The case is Lennox v. Miller, issued on July 29. After the police charged plaintiff with endangering the welfare of a child following her alleged physical confrontation with some neighborhood teenagers who were hanging around plaintiff's troublesome ex-boyfriend, she claims the police handcuffed her for no reason and subjected her to excessive force. She wanted to pull away from the officer at this time but was unable to do so because he was too strong. In the end, the handcuffs were too tight, and she claims the police pushed her to the ground so hard that she urinated herself and also bashed her head to the ground.

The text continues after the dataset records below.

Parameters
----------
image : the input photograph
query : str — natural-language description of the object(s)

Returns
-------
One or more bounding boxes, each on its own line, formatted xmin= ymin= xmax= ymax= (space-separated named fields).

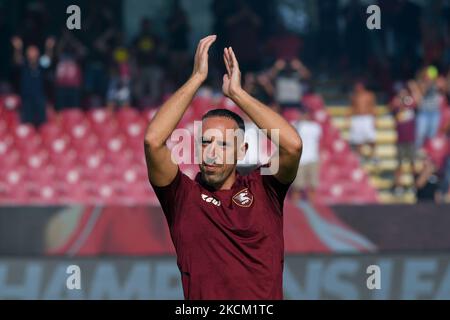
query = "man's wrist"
xmin=229 ymin=88 xmax=247 ymax=103
xmin=188 ymin=73 xmax=206 ymax=86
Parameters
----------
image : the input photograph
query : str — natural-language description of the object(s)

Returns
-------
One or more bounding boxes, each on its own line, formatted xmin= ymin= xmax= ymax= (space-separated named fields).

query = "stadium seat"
xmin=424 ymin=134 xmax=449 ymax=168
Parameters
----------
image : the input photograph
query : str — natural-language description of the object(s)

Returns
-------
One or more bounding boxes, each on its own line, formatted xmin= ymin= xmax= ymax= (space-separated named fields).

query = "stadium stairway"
xmin=327 ymin=105 xmax=416 ymax=203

The district court denied summary judgment on qualified immunity grounds. You normally cannot appeal from the denial of summary judgment in federal court. You can do so in state court, which has different appellate rules, which is why the state appellate courts are so backed up that you'll wait over a year for oral argument in the Second Department. But the federal rule has a major exception: the denial of qualified immunity can be appealed right away - if, and only if, the municipal defendant can show that even on the plaintiff's facts, the defendant did not violate clearly established case law as handed down by the Supreme Court and the Second Circuit.
So what happens here: the Court of Appeals (Hall, Lohier and Park) says that the officer who assaulted plaintiff cannot win the appeal because, viewing the facts in her favor, the officer violated clearly established law, which is that police officers cannot subject people to the gratuitous use of force, whether it's with the officers fists, or with a Taser. Second Circuit cases are now holding that all uses of force, even through innovative and novel technologies, like Tasers, are treated like traditional use of force cases. Force is force. So no qualified immunity for the officer whom plaintiff says subjected her to excessive force.
There was a second police officer on the scene who did not intervene to prevent the first officer from violating plaintiff's constitutional rights. The second officer was also denied qualified immunity. On appeal, the Court of Appeals says this officer is entitled to that relief because there is no evidence to suggest that he had any realistic opportunity to intervene but failed to do so.